“トイレでスマホ”は痔の危険(shutterstock.com)
純粋な用足しが「スマホ同伴」に変わって以降、トイレの滞在時間が確実に伸びた気がする。心当たりのある人は要注意。スマホ依存を患うと「考える人」も不衛生で、ただの「痔主」に没落してしまう、という警告話だ。
いまやデジタル機器のトイレ持ち込み率は世界中で上昇中。英国の衛生用品会社Cuticura Anti Bacterial Hand Washの2000人を対象とした調査では「3人に2人」がスマホやタブレット端末をトイレに同伴し、男性は70%、女性は57%を占めたという。

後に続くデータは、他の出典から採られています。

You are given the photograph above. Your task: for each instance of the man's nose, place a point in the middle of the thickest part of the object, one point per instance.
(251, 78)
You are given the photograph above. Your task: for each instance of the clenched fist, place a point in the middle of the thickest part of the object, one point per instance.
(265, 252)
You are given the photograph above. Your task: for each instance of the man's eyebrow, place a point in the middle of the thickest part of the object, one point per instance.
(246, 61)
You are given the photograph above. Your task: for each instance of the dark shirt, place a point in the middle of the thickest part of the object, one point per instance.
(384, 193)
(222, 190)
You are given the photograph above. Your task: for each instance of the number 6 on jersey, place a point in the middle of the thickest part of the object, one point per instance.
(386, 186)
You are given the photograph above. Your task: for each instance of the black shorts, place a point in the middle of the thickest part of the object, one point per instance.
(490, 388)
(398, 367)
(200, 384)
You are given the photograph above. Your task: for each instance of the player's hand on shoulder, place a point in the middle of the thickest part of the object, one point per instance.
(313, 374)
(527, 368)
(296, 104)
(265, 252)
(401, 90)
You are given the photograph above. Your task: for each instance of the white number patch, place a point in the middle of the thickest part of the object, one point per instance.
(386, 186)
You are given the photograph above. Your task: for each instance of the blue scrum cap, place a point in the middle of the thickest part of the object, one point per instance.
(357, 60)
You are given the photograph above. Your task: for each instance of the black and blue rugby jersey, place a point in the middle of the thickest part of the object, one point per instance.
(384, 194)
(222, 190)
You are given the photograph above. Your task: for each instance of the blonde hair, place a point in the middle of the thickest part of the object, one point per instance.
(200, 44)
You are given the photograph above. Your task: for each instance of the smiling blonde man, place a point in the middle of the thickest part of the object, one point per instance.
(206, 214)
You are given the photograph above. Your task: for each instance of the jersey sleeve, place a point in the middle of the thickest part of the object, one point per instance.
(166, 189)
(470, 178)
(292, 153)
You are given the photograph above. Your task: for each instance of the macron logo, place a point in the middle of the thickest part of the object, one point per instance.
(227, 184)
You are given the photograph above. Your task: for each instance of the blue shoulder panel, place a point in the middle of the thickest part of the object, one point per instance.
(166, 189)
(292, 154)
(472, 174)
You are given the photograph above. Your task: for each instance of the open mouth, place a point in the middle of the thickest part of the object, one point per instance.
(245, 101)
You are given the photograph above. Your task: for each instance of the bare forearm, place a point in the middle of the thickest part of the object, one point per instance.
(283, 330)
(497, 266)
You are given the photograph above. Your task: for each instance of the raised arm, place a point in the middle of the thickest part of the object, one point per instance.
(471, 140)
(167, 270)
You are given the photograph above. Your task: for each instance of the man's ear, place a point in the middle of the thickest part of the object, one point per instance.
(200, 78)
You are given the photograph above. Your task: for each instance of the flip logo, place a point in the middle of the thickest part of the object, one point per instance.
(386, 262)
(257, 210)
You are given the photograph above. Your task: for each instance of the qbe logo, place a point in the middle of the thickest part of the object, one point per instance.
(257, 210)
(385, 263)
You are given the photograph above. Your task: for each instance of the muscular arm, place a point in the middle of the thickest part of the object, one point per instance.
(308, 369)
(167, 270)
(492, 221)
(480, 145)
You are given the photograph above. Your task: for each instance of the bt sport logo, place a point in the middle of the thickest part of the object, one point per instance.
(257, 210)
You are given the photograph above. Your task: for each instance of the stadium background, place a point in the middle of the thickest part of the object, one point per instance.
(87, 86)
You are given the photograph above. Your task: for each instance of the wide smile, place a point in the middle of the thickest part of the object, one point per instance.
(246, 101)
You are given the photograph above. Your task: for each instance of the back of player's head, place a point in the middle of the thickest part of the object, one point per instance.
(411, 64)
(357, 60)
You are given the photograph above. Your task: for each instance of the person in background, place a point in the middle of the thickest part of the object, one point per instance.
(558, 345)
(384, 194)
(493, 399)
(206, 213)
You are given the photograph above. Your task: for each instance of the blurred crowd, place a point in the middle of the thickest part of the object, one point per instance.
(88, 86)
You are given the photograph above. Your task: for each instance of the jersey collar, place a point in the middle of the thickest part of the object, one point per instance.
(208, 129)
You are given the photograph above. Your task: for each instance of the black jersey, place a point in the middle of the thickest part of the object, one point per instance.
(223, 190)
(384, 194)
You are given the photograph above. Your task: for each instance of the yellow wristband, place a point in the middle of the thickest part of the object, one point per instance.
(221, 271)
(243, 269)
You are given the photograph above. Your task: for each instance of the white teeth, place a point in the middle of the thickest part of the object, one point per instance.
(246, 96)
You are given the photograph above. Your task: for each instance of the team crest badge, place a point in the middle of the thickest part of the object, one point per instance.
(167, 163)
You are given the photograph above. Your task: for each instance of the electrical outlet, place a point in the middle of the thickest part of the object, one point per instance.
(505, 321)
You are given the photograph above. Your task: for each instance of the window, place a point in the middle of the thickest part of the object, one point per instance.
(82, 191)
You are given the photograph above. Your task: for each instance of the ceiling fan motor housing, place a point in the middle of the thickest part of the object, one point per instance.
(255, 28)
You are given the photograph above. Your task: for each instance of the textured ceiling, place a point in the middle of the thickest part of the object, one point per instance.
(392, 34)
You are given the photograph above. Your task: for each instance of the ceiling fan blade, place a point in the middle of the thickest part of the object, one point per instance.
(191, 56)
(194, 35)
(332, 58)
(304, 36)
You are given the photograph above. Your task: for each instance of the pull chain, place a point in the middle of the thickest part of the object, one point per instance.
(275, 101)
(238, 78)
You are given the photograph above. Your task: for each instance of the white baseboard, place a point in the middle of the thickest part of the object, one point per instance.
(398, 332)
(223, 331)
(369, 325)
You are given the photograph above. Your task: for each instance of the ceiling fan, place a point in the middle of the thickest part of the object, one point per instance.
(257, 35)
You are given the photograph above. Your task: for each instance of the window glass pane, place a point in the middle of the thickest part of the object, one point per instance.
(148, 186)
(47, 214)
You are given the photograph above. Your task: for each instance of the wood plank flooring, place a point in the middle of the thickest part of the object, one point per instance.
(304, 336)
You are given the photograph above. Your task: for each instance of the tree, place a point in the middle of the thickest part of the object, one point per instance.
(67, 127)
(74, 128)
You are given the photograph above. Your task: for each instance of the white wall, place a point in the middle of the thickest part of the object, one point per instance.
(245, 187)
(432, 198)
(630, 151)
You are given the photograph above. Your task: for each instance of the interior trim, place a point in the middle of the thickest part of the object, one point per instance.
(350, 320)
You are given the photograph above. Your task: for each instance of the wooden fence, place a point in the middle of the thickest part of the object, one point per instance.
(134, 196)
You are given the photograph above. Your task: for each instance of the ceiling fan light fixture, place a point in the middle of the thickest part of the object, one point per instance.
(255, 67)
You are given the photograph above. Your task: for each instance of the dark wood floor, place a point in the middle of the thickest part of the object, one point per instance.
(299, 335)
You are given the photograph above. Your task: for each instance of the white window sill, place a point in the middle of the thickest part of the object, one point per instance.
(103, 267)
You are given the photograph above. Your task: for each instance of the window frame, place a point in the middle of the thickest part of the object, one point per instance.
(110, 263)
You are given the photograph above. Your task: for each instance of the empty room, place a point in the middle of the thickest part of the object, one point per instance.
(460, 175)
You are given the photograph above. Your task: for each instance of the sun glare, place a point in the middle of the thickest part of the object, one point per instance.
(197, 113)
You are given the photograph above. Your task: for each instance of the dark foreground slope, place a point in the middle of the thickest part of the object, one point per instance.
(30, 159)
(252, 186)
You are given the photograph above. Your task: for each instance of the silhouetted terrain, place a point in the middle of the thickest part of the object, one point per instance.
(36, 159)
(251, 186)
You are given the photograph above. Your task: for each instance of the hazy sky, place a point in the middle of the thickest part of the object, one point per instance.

同伴目的の首位回答は「ゲーム」だったが、FacebookやTwitterの更新チェック組も多く、半ば用足しを偽装しての個室化疑惑もぬぐえぬような趨勢だ。
ケータイ打ちの不衛生度は便器の5倍
一方、ハンドソープを販売する同社の調査報告ゆえ、「手洗いをしない最近の若者」傾向にも注意を喚起している。なぜならば「キーボードは便器の5倍も不衛生」だというのだから、神経質な人ならばもう一度手洗いに立ちたくなるほどの数値だろう。
米国家庭医学会(AAFP)のジェフリー・ケイン会長によれば、スマホは「異常な数の糞便性大腸菌が付着している、病原菌の温床」だ。サウスカロライナ医大で免疫学と微生物学の教鞭をとるマイケル・シュミット教授も「画面上のあぶら汚れには微生物がおり、そこをタッチする私たちは彼らにエサをあたえているに等しい」と異口同音の指摘を語る。
これらの前提を念頭におき、公衆便所でも手放さずに“スマホる”人の連鎖図を連想してほしい。不特定多数の利用者がまき散らした大腸菌やインフルエンザを付着させて(かつ手も洗わずに)用足し後の彼(ら)が結果、はた迷惑な存在にもなりかねないのだ。
画面上の細菌類の撃退効果は、アルコール消毒がほぼ100%で最もいいとか(インディア州・HML研究室の検査報告)。ところが、アップル社のトリセツ上では「ガラス用洗剤/ シンナー/ 研磨剤etc」と同様、アルコールの使用禁止も併記されている。
細菌撃退法については危険回避のためか、携帯電話各社も総じて公式見解や推奨例を表明していないのが一般的だ。また、家庭用化成品で知られるSCジョンソン社の広報マンも、自社製のガラス用クリーナーを「デジタル機器には奨められない」と慎重な姿勢をくずさない。